The man in question is very bright and he is also intellectually honest, willing to move beyond the sound bite volley that too often passes for political debate in this country today.
“You want to know why we went into Iraq when we did?” he asked rhetorically. “Because we could.”
I think that’s just about right. The decision wasn’t about weapons of mass destruction or any other immediate danger posed by Saddam Hussein. Instead it reflected a deeply held ideological predisposition that in order to reorder the pieces in the Middle East puzzle, the Iraqi dictator had to be removed, and if it could be done in high profile, shock and awe fashion, all the better in terms of the lessons it would teach the Arab street.
The political environment of America in 2002 was ripe for a move. Given the staggered American psyche in the wake of 9/11, Iraq was something George Bush could do.
The flip side of a policy based on “because we could,” however, is that you must achieve the mission.
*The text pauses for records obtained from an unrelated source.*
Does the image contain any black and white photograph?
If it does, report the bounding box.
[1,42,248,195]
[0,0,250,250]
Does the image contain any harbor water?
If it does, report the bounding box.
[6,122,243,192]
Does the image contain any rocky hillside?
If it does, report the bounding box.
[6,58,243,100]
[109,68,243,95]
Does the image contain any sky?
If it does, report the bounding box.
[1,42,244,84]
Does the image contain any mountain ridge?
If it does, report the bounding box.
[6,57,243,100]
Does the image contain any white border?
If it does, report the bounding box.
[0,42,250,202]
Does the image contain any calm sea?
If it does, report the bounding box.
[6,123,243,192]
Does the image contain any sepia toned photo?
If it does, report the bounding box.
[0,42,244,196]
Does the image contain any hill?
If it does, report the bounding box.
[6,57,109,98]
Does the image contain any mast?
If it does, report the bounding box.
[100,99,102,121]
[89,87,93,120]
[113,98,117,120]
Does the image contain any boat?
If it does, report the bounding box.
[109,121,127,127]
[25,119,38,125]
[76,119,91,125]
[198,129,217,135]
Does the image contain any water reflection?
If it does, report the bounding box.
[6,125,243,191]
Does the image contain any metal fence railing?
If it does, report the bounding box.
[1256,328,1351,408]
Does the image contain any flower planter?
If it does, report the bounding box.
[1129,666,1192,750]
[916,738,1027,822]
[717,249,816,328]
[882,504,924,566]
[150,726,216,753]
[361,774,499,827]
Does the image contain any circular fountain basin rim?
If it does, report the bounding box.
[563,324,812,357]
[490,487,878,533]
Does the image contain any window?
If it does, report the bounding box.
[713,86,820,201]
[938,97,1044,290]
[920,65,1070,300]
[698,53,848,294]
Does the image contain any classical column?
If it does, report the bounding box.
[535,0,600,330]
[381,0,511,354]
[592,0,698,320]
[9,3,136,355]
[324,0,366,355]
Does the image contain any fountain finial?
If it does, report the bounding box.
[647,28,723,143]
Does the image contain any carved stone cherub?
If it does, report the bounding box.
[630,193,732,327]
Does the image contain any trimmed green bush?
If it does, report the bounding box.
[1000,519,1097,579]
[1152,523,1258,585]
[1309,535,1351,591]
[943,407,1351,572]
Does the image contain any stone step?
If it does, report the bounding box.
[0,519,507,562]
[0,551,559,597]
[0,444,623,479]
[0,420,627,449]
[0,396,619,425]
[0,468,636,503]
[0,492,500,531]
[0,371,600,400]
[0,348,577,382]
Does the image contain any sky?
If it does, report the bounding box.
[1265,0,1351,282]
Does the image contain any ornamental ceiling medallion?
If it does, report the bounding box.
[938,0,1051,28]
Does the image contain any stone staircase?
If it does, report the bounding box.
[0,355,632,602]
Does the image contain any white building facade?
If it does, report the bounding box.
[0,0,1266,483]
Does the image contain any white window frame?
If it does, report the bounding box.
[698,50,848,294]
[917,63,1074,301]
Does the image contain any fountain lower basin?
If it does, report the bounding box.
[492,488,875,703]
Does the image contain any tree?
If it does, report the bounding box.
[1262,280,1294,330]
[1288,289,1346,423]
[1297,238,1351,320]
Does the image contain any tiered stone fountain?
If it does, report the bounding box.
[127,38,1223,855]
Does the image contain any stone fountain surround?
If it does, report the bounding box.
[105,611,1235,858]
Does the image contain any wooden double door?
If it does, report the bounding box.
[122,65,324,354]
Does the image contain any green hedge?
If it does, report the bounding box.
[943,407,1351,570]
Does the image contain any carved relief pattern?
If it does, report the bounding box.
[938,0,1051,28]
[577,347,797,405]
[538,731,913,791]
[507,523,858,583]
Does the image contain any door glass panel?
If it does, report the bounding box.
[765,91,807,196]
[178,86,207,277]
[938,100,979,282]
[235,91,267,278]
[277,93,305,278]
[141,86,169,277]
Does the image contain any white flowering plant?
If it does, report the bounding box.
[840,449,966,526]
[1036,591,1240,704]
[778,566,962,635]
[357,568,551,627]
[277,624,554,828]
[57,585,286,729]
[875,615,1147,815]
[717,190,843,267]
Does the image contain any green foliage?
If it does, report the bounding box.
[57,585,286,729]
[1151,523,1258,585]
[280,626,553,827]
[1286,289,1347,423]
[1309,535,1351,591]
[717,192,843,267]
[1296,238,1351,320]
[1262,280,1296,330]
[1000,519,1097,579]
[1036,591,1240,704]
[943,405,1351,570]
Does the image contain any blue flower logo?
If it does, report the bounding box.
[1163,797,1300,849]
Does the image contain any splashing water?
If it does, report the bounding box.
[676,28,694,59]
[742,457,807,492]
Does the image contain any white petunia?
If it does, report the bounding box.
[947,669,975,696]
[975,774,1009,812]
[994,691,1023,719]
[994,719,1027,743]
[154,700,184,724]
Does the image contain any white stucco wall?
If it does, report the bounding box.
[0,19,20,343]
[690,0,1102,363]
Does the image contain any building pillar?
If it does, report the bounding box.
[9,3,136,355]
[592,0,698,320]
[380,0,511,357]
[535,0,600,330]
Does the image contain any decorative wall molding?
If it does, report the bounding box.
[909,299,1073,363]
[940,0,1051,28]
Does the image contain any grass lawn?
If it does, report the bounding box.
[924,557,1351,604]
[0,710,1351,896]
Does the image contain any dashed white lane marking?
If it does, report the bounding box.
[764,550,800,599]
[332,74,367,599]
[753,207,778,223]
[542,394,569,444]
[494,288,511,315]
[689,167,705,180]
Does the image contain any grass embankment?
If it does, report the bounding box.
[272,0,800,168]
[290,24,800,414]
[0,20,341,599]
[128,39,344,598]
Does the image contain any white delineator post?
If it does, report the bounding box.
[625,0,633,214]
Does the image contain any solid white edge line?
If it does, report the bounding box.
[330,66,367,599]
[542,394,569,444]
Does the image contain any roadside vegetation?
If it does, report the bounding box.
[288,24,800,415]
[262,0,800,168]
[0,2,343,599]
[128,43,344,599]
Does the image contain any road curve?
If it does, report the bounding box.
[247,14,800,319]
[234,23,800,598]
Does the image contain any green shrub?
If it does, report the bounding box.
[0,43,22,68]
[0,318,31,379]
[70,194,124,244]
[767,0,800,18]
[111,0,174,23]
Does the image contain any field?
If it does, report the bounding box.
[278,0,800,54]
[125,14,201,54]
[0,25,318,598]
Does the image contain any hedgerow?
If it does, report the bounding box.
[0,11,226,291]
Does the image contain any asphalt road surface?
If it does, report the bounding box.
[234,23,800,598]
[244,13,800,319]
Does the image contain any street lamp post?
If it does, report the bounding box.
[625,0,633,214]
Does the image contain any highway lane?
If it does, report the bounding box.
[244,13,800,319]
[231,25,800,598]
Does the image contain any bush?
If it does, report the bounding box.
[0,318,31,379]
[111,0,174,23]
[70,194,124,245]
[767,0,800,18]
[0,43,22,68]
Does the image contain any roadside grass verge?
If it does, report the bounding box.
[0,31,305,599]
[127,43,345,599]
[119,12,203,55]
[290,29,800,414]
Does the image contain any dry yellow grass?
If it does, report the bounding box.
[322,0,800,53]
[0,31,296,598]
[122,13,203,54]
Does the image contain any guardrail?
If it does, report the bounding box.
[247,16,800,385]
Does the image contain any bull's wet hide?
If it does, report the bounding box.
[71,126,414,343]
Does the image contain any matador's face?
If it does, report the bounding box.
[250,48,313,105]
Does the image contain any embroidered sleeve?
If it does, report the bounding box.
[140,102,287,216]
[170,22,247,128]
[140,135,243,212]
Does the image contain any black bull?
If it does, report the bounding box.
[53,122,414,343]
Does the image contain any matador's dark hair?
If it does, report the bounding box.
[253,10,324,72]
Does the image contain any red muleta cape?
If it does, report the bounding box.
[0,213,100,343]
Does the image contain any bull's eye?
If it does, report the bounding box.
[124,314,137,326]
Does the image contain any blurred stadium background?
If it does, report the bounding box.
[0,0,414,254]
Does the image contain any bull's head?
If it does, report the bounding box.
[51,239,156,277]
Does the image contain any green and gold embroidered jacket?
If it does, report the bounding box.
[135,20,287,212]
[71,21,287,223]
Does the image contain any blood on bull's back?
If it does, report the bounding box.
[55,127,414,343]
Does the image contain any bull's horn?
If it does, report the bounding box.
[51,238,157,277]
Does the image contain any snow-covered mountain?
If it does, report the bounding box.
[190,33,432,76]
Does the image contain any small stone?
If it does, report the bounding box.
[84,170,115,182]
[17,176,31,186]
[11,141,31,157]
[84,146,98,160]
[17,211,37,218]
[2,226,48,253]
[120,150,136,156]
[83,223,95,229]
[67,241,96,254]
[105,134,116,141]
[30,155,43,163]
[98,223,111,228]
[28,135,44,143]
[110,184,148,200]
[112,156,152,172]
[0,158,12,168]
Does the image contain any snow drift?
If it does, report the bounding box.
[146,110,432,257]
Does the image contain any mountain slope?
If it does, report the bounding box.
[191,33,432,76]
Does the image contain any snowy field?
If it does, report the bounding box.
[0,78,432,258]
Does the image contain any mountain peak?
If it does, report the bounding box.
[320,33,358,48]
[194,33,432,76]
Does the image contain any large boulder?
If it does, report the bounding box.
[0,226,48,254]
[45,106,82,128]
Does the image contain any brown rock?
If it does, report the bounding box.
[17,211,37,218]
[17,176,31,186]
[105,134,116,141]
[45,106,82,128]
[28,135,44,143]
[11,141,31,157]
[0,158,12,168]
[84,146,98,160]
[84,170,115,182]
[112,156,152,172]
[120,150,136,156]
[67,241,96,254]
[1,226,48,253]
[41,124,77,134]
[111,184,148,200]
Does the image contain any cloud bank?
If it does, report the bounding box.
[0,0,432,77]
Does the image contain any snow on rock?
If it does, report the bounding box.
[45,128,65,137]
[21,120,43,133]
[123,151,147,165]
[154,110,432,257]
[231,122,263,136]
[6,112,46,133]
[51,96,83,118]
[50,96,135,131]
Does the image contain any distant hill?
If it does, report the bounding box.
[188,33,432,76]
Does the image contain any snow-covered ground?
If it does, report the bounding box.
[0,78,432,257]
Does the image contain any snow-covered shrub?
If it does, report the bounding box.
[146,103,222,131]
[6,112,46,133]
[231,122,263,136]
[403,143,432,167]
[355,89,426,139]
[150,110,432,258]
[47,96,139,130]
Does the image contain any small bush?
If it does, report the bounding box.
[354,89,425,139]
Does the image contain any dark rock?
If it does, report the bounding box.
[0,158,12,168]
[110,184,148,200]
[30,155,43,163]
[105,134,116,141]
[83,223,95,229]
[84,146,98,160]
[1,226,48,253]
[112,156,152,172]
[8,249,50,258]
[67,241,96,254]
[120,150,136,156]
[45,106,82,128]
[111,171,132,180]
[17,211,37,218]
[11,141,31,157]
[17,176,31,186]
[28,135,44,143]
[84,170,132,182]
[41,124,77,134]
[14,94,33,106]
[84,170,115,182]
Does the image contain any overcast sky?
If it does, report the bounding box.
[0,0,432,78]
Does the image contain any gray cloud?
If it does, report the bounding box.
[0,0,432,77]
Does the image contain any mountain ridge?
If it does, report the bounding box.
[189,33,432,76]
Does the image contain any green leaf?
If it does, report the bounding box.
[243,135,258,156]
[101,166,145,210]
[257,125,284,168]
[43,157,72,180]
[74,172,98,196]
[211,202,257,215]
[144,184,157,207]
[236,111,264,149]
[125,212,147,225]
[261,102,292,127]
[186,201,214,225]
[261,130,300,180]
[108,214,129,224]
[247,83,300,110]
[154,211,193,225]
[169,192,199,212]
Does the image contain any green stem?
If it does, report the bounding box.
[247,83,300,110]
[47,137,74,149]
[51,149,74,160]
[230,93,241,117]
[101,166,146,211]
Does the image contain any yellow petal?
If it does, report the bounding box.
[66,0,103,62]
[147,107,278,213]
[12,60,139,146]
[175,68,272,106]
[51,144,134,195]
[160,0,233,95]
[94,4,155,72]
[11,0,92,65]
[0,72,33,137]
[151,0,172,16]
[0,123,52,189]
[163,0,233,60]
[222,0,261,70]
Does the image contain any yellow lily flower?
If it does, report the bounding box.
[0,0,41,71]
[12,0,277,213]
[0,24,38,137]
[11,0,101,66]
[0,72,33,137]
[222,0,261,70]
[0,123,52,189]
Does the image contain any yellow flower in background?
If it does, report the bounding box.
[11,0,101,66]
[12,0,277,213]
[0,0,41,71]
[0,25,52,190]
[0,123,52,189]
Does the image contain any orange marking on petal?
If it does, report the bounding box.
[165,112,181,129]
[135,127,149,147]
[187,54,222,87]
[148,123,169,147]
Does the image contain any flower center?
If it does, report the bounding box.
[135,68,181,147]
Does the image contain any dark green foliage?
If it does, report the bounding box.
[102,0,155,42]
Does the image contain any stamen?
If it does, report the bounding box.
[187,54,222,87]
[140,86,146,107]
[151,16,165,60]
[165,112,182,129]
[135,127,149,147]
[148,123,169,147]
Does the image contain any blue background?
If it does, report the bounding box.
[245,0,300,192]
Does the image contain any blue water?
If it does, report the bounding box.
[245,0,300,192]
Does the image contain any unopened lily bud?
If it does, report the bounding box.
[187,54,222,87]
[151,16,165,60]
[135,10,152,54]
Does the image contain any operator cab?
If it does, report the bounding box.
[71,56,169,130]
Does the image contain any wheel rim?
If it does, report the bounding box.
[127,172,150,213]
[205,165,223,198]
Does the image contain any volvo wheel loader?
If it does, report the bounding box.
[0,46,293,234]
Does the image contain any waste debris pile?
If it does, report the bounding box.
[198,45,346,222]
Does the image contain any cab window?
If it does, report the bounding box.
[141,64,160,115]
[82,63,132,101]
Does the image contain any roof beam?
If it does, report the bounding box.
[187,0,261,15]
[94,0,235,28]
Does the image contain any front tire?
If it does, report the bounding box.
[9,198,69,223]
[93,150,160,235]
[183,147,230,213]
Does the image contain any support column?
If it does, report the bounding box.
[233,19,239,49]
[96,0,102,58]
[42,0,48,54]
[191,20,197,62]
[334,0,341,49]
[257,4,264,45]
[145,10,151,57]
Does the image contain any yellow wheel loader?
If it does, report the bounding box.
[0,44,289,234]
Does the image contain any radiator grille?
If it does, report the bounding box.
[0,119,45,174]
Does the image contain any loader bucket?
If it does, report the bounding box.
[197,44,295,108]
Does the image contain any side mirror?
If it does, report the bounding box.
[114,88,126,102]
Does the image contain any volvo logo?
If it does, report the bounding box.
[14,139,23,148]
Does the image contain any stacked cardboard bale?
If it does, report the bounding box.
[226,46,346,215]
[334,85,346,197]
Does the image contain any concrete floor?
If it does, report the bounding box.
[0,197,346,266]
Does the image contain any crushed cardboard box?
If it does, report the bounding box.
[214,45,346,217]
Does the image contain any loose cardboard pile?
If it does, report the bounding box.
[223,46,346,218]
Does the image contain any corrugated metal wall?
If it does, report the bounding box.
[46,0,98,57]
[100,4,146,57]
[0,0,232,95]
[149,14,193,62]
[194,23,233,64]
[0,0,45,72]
If you are fighting a war that is not absolutely necessary, but is instead simply possible, then winning is everything. There is no nobility in a nice try.
All of this took on added meaning for me a week later when Defense Sec. Donald Rumsfeld made what he hoped would be a rock star pit stop on December 9 at an Army base in Kuwait. Speaking to troops preparing to move into Iraq, Rumsfeld, accustomed to being in charge of any room in which he publicly appears, was thrown off guard by several soldiers who asked tough questions about the lack of military preparedness that has dogged the military campaign since the fall of Baghdad and threatens their lives as they undertake their mission. Fumbling to answer one particularly pointed question, Rumsfeld snapped back with words that have come to haunt him: “You go to war with the Army you have, not the Army you might want.”
If the pretexts—and there have been several—that the Bush administration set out for its Iraqi incursion had held up, the secretary’s response might have had some merit. But in a war that was optional—a war we started because we could—Rumsfeld’s response is indefensible.
In the days since, moderate Senate Republicans have begun to make noise about the defense secretary and, just this week, conservative commentator Pat Buchanan warned that Rumsfeld may be scapegoated by the neo-cons’ need to prop up their case for the war. Yet, Bush himself is signaling his continued confidence in Rumsfeld, saying, “You know, sometimes perhaps his demeanor is rough and gruff, but beneath that rough and gruff, no-nonsense demeanor is a good human being who cares deeply about the military and deeply about the grief that war causes.”
This is an administration unshaken by the horrors revealed in late April about the prison atrocities at Abu Ghraib.
It is also a government that saw fit, just last week, to bestow the nation’s highest civilian honor, the Presidential Medal of Freedom, on George J. Tenet, the former CIA director who when asked by Bush about WMDs in Iraq said, “Don’t worry, it’s a slam dunk case”; L. Paul Bremer III, the former U.S. civilian administrator in Iraq, whose tenure was marked by almost none of the progress in normalizing that nation originally promised; and Tommy Franks, the retired general who was in charge of the military’s Central Command during the invasion of Iraq.
Don’t count on George W. Bush, buoyed by a popular vote victory denied him in 2000, to find useful lessons in Rumsfeld’s current predicament.
But if ever there were a time to learn the lessons of humility offered in this sacred season, this is it.